CLI tools for working with astrocyte dynamics data

Toile is a Python package for converting microscopy TIFF stacks into WebDataset format for machine learning pipelines. It handles OME-TIFF metadata extraction, batch processing, and creates sharded tar archives optimized for distributed training.

—❤️‍🔥 Forecast

Features

  • OME-TIFF Support: Automatic extraction of spatial, temporal, and experimental metadata from OME-TIFF XML annotations
  • Batch Processing: Process multiple recordings using glob patterns or YAML configuration files
  • Custom Metadata Parsing: Flexible filename parsing system for extracting experimental identifiers
  • Sharded Archives: Configurable shard sizes for WebDataset format (850MB standard, 38MB for Bluesky PDS)
  • ML-Ready: Optional uint8 normalization for efficient model training
  • atdata Integration: Built on the atdata PackableSample framework for data transformation pipelines

Installation

Install using uv (recommended) or pip:

# Using uv
uv add toile

# Using pip
pip install toile

For development:

git clone https://github.com/forecast-bio/toile.git
cd toile
uv sync --all-extras --dev

Quick Start

Export a TIFF stack to WebDataset format:

# Basic usage - export frames from a single recording
toile export frames /path/to/recording/ /output/dataset

# With uint8 normalization for ML
toile export frames /path/to/recording/ /output/dataset --uint8 --verbose

# Batch processing with glob patterns
toile export frames "/data/*/recording*/" /output/dataset --stem my_dataset

# Using PDS-compatible shard size for Bluesky
toile export frames /data/recordings/ /output/dataset --pds

CLI Commands

toile export frames

Convert TIFF stacks to WebDataset format as individual frames.

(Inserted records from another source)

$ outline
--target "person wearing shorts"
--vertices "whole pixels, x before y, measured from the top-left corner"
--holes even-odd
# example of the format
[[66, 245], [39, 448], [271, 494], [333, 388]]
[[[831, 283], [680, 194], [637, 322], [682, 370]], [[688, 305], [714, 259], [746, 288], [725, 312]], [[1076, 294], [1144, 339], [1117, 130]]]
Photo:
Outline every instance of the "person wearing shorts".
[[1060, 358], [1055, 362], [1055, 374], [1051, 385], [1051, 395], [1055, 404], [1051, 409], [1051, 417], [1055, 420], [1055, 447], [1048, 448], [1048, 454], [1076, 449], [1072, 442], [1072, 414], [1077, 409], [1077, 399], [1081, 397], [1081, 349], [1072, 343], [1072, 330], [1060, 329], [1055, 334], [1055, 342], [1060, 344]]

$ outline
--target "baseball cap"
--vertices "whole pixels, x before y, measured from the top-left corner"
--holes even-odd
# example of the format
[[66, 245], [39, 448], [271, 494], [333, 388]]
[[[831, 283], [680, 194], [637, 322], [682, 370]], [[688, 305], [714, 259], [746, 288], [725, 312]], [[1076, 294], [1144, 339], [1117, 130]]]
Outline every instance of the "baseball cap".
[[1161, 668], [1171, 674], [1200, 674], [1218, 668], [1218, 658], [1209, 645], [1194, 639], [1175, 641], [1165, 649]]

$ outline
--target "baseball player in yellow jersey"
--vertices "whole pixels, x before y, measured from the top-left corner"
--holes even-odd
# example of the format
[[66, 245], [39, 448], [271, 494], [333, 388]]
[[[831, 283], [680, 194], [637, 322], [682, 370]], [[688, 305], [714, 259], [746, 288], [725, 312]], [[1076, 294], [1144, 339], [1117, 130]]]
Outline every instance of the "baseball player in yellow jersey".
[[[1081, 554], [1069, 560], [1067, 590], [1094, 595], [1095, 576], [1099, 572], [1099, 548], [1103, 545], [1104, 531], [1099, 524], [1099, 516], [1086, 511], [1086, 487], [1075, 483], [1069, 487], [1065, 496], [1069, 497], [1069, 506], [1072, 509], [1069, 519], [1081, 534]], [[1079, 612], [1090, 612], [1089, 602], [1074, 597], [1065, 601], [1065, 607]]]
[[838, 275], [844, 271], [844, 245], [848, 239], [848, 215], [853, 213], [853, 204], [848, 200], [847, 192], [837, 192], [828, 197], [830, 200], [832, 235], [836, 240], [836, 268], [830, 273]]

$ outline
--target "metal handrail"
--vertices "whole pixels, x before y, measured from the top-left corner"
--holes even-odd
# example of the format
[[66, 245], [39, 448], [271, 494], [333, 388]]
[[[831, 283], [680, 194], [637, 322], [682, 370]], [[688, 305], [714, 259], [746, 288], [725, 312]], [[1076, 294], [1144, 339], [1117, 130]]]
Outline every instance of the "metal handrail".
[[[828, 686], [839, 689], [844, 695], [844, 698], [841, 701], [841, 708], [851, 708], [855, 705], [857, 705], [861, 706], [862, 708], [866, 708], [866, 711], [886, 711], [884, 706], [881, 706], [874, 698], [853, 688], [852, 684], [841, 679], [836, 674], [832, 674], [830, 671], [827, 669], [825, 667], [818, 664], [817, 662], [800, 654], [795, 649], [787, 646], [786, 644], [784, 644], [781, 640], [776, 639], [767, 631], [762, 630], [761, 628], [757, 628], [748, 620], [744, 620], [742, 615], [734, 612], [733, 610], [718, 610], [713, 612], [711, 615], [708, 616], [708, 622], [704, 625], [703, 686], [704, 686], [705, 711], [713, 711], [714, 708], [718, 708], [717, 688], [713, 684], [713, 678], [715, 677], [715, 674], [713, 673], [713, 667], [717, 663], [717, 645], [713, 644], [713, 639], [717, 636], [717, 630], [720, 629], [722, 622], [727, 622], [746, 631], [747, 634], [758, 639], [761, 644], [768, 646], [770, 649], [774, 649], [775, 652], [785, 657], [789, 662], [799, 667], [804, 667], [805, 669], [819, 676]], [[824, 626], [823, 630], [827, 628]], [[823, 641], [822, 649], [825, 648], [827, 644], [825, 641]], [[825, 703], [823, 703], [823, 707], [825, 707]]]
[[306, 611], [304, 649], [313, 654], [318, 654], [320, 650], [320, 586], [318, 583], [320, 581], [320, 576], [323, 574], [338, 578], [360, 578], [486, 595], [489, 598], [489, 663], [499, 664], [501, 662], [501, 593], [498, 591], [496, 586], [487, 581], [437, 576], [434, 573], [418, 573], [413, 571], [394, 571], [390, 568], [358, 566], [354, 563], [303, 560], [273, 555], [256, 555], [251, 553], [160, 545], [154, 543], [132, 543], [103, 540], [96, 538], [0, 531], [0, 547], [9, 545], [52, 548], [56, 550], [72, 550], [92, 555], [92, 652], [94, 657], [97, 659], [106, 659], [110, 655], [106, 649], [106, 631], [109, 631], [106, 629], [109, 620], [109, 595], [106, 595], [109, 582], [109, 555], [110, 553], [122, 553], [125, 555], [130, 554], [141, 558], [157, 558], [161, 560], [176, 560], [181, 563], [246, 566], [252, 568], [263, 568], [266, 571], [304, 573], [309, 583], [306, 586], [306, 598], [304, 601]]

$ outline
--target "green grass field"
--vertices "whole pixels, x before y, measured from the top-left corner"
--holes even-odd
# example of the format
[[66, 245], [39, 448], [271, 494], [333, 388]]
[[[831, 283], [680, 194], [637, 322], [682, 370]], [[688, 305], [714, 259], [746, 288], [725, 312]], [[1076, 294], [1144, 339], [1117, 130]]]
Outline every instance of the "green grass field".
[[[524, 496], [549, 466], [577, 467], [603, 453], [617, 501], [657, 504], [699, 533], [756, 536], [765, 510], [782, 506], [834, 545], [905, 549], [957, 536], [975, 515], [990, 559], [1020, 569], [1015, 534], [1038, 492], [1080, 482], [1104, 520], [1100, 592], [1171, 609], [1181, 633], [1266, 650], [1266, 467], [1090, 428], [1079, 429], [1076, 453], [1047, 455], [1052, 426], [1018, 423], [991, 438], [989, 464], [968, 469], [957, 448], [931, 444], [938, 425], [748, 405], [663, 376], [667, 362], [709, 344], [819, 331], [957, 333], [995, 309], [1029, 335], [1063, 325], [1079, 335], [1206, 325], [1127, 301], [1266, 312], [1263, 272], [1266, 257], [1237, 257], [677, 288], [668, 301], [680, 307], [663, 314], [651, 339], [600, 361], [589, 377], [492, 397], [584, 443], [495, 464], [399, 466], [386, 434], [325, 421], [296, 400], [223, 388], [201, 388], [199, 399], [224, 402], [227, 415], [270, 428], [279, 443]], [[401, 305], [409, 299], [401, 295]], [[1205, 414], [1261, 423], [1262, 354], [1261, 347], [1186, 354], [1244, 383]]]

toile export frames INPUT OUTPUT [OPTIONS]

Arguments:

  • INPUT: Path to TIFF directory or YAML config file
  • OUTPUT: Output directory for tar archives

Options:

  • --stem TEXT: Custom stem for output filenames (default: output directory name)
  • --shard-size INT: Maximum shard size in bytes (default: auto-selected)
  • --pds: Use PDS-compatible shard size (38MB for Bluesky)
  • --uint8: Normalize images to uint8 (0-255) range
  • --compressed: Enable compression (not yet implemented)
  • --verbose: Print detailed progress information

Examples:

# Export single recording with verbose output
toile export frames /data/mouse_123/recording_001/ /output/dataset --verbose

# Batch export with custom naming
toile export frames "/data/experiment_*/*.tif" /output/dataset --stem exp2024

# ML-ready export with normalization
toile export frames /data/recordings/ /output/dataset --uint8 --pds

toile export test-frames

Generate a synthetic test dataset for development and testing.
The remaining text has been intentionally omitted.